Analyse des besoins en formation des acteurs de la filière cacao pour la production d’un cacao durable dans la commune de Messok à l’est du Cameroun

Ce mémoire, réalisé dans le cadre du master MIFAR, analyse les besoins en formation des acteurs de la filière cacao face aux changements intervenant dans cette filière.

L’étude s’appuie sur l’analyse de la filière cacao dans la localité de Messok à l’Est du Cameroun. En effet, la localité de Messok est l’un des principaux bassins de production du cacao de la région de l’Est Cameroun, avec un verger vieillissant et des pratiques agricoles traditionnelles exercées par la plupart des producteurs, selon le rapport de l’étude diagnostic de la filière dans cette commune.
Au vu de cet état des lieux et du changement de paradigme en cours au sein de la filière, qui promeut la production d’un cacao durable sans déforestation et de l’entrée en vigueur du règlement de l’Union Européenne contre la déforestation (RDUE), la question de la capacité des acteurs de la filière à s’adapter à ce nouveau contexte trouve toute son importance. L’étude aborde cette question : Les compétences actuelles des producteurs de cacao de Messok permettent-elles de répondre aux exigences de la filière ?

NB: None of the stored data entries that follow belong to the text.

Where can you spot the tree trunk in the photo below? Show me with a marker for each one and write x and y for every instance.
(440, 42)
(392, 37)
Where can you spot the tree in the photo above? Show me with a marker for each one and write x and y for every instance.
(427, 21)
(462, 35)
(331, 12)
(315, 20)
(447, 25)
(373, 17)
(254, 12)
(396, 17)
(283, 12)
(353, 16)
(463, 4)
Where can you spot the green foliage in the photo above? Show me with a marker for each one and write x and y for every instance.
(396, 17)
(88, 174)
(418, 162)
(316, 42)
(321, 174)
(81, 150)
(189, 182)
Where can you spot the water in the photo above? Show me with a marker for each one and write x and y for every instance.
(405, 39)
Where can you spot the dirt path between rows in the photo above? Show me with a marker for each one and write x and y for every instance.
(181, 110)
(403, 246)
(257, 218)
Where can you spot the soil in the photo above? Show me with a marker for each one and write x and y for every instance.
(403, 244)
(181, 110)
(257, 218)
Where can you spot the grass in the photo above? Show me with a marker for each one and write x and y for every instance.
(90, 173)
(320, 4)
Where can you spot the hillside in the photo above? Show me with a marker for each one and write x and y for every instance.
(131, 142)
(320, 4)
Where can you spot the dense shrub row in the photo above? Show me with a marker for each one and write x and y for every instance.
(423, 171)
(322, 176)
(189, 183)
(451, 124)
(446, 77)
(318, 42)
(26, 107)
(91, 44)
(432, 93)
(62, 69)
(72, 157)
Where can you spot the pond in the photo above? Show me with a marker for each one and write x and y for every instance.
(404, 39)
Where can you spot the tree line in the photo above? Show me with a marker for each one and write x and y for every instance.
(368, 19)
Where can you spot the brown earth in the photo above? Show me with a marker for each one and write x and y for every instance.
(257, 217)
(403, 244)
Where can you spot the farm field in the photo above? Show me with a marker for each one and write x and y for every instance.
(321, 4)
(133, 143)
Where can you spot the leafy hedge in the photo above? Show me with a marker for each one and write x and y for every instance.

Les résultats de l’étude montrent que des efforts restent à faire au sein de la filière pour se conformer aux exigences du RDUE. Le croisement entre le référentiel de compétences agroforestier et les compétences réelles des producteurs appréhendées à travers les enquêtes révèle que les techniques de production traditionnelles mises en œuvre par les producteurs révèle l’écart de compétences et la faible capacité des producteurs de s’arrimer au RDUE. Il ressort que les producteurs de type 1 (Producteurs ayant une moyenne exploitation, alphabétisé, appartenant à une OP), type 2 (Producteurs ayant une grande exploitation, non alphabétisé, appartenant à une OP) et type 4 (Producteurs ayant une moyenne exploitation, non alphabétisé, n’a appartenant pas à une OP) ne maitrisent pas les techniques de production durable du cacao alors que les producteurs de type 3 (Producteurs ayant une petite exploitation, alphabétisé, n’a appartenant pas à une OP) sont aptes à cette production durable. Par ailleurs, les producteurs de types 2 et 4 ont des faiblesses en gestion financière et des procédures d’obtention de financement alors que la plupart des producteurs de types 1 et 3 ont développé ces aptitudes grâce à leurs activités connexes à l’instar du commerce, le fonctionnariat, etc. Quant aux coopératives, les dysfonctionnements observés, tel que le non-respect de la loi et des principes OHADA, montrent qu’elles ont tout d’abord besoin de structuration profonde, puis de formation sur les exigences du RDUE, les techniques de
production d’un cacao durable et en fin des techniques de traitement post-récolte.

S’agissant des modalités pédagogiques à mobiliser, les producteurs de cacao et les coopératives sollicitent des formations en présentiel en langue locale de préférence (badjué). Par ailleurs, les autres acteurs inscrits dans la chaine de commercialisation (acheteurs agréés, coxeurs, exportateurs) maitrisent les exigences du RDUE ; cependant la contrainte majeure de ces derniers est le financement nécessaire à s’arrimer aux nouvelles exigences. En somme, bien que la chaine de valeur cacao dispose d’un nombre d’acteurs important d’accompagnement (Etat, ONG, OP, services d’accompagnement et d’appui conseil), force est de constater l’absence de synergies dans les actions menées sur le terrain. Cet état de chose empêche d’avoir un impact significatif sur les principales cibles (producteurs) notamment en ce qui concerne les exigences de la filière et du marché.